Sanitarios atienden a un paciente de Covid en la UCI del Morales Meseguer. nacho garcía / AGM

El Reina Sofía, como el resto de la red sanitaria regional, comenzó a prepararse para lo peor. En Ronda de Levante, donde se encuentran las dependencias del servicio de Epidemiología y la Dirección de Salud Pública, se temía ya una catástrofe inminente. El despacho de María Dolores Chirlaque se llenó de pizarras en las que se acumulaban más y más casos sospechosos, hasta que en la madrugada del 8 de marzo llegó el primer positivo en una PCR. «No teníamos infraestructura para una pandemia como la que se nos venía encima, aquello nos desbordaba». Todo el equipo de Salud Pública se puso en zafarrancho de combate. No había horarios, ni descansos. «Dejé de fichar -confiesa Chirlaque- porque entraba a las ocho de la mañana y me iba a las doce de la noche». Los profesionales desayunaban, comían y hasta cenaban en las salas desde las que monitorizaban la pandemia, a base de bocadillos. El esfuerzo de cada uno de los departamentos consiguió ir supliendo las carencias que, de repente, quedaban en evidencia. No había programa informático para poder realizar rastreos, hasta que los técnicos consiguieron dotar a Vigilancia Epidemiológica de esta herramienta. El personal era claramente insuficiente. Después llegarían los refuerzos.
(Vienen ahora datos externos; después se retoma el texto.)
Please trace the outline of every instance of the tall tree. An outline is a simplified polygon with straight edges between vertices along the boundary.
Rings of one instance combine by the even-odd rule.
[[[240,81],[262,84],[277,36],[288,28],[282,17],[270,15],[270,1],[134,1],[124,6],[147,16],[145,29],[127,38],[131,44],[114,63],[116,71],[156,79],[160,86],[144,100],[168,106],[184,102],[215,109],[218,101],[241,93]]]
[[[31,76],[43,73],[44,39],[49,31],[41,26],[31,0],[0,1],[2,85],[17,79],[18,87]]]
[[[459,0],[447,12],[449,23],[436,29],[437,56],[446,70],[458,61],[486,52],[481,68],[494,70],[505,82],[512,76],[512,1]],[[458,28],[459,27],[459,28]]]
En los centros de salud y en los hospitales se contuvo el aliento, hasta que en abril se constató que la Región de Murcia había sorteado el peor de los escenarios. Pero la pandemia apenas acababa de empezar. «Lo peor de aquel momento fue la incertidumbre, el desconcierto absoluto. Tuvimos que dejar de hacer lo que habíamos hecho siempre y reorganizarnos», recuerda Noelia Palazón, responsable de Enfermería del centro de salud Murcia Centro. Afrontaban la llegada del virus sin equipos de protección. «Teníamos una mascarilla para varios días. La Asociación de Vecinos de Santa Eulalia nos compró gafas de protección en las ópticas, y la Asociación de Comerciantes nos donó tela para las batas. Se volcó el barrio entero».

La enfermera Alba Muñoz, tras una intensa jornada en las camas Covid de la UCI de La Arrixaca. enrique martínez bueso

Como el resto de España, la Región vivía en una auténtica distopía, con las calles vacías y un silencio espeso, cargado de miedo. «Teníamos que seguir haciendo atención domiciliaria -cuenta Noelia-; pero la gente estaba asustada. Impresionaba caminar por la ciudad desierta. Cuando llegábamos a las casas, algunos pacientes no querían que entrásemos, los atendíamos desde la puerta».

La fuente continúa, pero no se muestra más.